In 2017, two blind students and two organizational plaintiffs sued the Los Angeles Community College District (LACCD), alleging that LACCD failed to reasonably accommodate the blind students’ disabilities by refusing to provide educational materials in an accessible format. The Plaintiffs won at trial and were awarded $50,000 in damages. LACCD appealed to the Ninth Circuit in 2021, which overturned the district court’s judgment and sent the case back to the district court for a new trial.

At the conclusion of the second trial, the jury again found that LACCD had intentionally violated the ADA in fourteen ways. The jury awarded $242,500 in damages to the Plaintiffs, replacing the prior jury award. However, the district court reduced the financial compensation to a paltry $1,650. Its reasoning was that following the U.S. Supreme Court’s decision in a case called Cummings v. Premier Rehab Keller, emotional distress damages are unavailable under the ADA. The district court also entered a narrow permanent injunction against LACCD that only addressed certain violations of the ADA, such as inaccessible library materials and an inaccessible website. The injunction did not address many of the fourteen violations that the jury had found. The Plaintiffs appealed to the Ninth Circuit again, arguing that the district court had improperly reduced the damages and had ignored the jury’s findings in issuing a narrow injunction.

Why We Filed an Amicus Brief

In November 2024, The Arc and its partners filed an amicus brief in support of the Plaintiffs in Payan. The amicus brief makes these arguments:

  • The district court’s injunction failed to remedy all fourteen violations of the ADA found by the jury. It ignored violations around inaccessible course materials, ineffective accommodations policies, and lack of training for LACCD disability personnel.
  • The district court should not have relied on Cummings in reducing the Plaintiffs’ financial compensation. Cummings is not about the ADA and only concerns remedies available under Section 504 of the Rehabilitation Act. Cummings should not be extended to cover the remedies available under the ADA.
  • Even if Cummings does apply, it does not reach the damages at issue in this case. The jury awarded the Plaintiffs damages for lost educational opportunity, not emotional distress. Damages for lost educational opportunity are still available post-Cummings, and the district court was wrong to reduce the damages award here.

Why This Case Matters for People With Disabilities

Disability rights statutes like the ADA are meant to root out discrimination in all areas of society, including employment, government services, and private businesses. Courts must issue broad injunctive and monetary relief when a jury has found proven violations of the ADA. This serves to deter future violations of the ADA, and also puts other potential defendants on notice that this type of discrimination will not be tolerated.

The Arc’s Position

The Arc participated in this amicus brief because we believe that people with disabilities should have the same human rights as all people and are entitled to the same benefits and legal protection of their civil rights. In our position statement on Human and Civil Rights, we share that people with disabilities:

…are entitled to exercise their rights and to have their human rights and civil rights respected. When their rights are violated, people with [disabilities] are entitled to protection, rights restoration, and compensation for losses.  All people with [disabilities] have the right to accommodations, assistance, and supports they need to exercise and ensure their human and civil rights. Local, state, federal, and international governments must strongly enforce all human and civil rights.

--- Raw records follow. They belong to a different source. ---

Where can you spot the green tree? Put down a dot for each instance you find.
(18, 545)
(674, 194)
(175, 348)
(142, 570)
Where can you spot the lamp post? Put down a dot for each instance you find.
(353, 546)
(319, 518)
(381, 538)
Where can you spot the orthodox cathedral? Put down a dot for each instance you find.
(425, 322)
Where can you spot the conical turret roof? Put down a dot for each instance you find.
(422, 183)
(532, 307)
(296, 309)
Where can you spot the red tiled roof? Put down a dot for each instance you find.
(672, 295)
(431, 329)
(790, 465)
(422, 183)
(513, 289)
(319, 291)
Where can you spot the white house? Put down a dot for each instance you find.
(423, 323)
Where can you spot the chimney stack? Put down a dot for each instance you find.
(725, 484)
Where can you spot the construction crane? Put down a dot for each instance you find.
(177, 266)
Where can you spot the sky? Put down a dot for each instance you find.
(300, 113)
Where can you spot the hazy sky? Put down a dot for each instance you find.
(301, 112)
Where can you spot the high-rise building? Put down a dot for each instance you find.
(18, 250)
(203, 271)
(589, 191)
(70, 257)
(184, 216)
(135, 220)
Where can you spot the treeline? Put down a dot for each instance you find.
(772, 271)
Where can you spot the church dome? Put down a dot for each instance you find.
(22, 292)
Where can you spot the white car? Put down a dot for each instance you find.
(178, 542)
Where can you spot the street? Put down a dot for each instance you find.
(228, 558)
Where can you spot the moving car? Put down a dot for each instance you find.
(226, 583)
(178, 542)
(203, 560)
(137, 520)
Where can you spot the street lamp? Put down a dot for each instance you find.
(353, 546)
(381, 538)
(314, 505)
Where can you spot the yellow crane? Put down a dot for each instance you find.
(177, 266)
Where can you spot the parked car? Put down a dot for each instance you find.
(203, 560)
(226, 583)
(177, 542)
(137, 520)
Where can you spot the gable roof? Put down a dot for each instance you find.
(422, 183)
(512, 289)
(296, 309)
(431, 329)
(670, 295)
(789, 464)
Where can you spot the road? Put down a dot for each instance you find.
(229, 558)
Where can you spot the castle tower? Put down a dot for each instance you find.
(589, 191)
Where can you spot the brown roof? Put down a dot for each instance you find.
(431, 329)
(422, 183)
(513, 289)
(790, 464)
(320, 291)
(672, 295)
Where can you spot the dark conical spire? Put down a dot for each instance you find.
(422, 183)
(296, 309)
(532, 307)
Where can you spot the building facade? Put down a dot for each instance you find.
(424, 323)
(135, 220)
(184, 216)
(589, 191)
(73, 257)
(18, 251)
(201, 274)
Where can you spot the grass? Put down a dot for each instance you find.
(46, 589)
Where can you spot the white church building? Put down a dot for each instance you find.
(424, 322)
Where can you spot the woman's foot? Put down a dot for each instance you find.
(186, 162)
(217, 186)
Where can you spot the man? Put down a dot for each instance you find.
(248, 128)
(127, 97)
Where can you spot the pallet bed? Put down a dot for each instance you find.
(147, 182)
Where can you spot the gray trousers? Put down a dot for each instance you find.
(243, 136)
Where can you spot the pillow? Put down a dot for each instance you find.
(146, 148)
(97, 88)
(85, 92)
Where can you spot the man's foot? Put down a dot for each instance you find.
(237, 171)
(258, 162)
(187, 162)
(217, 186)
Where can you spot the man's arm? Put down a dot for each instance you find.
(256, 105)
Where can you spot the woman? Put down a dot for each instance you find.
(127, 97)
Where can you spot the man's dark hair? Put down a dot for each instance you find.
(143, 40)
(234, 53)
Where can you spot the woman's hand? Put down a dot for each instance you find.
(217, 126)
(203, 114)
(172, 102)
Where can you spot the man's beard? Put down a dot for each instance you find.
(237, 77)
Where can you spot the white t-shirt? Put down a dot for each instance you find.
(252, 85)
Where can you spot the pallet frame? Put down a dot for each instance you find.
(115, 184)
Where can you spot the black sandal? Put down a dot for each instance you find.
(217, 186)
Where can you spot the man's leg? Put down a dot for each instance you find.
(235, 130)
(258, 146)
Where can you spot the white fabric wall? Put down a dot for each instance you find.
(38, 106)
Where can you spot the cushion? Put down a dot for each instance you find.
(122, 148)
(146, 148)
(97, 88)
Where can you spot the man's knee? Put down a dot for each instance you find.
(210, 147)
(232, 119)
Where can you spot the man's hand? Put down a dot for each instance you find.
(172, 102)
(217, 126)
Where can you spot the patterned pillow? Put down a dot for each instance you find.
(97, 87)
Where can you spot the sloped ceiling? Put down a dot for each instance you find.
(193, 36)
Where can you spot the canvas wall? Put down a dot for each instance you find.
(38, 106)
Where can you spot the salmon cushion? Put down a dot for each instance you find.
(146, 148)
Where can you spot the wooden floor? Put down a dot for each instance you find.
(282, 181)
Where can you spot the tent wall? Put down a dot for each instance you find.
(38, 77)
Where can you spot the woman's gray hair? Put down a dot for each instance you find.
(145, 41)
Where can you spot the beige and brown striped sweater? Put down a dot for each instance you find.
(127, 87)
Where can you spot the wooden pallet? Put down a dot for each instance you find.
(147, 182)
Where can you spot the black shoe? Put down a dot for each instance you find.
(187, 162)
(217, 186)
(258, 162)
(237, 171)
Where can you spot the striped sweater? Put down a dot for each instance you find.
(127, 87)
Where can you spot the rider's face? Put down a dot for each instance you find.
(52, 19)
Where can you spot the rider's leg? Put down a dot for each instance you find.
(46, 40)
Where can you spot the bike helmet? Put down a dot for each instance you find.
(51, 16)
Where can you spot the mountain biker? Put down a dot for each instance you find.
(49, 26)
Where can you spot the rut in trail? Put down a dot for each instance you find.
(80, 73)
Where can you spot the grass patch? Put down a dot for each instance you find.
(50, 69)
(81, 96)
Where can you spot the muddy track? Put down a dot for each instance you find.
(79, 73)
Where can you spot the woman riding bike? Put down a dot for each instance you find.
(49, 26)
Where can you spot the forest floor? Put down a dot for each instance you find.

The Arc has been involved with the fight to pass, implement, and defend the ADA since the law’s inception in 1990. We have filed numerous amicus briefs and rely on the ADA in our own litigation efforts every day. We will not rest until every person with intellectual and developmental disabilities can protect their rights to the fullest extent of the law.

What’s Next

The Arc will continue to watch this case as it is argued before the Ninth Circuit. We will continue to fight for an expansive view of the ADA and its protections in courts across the country.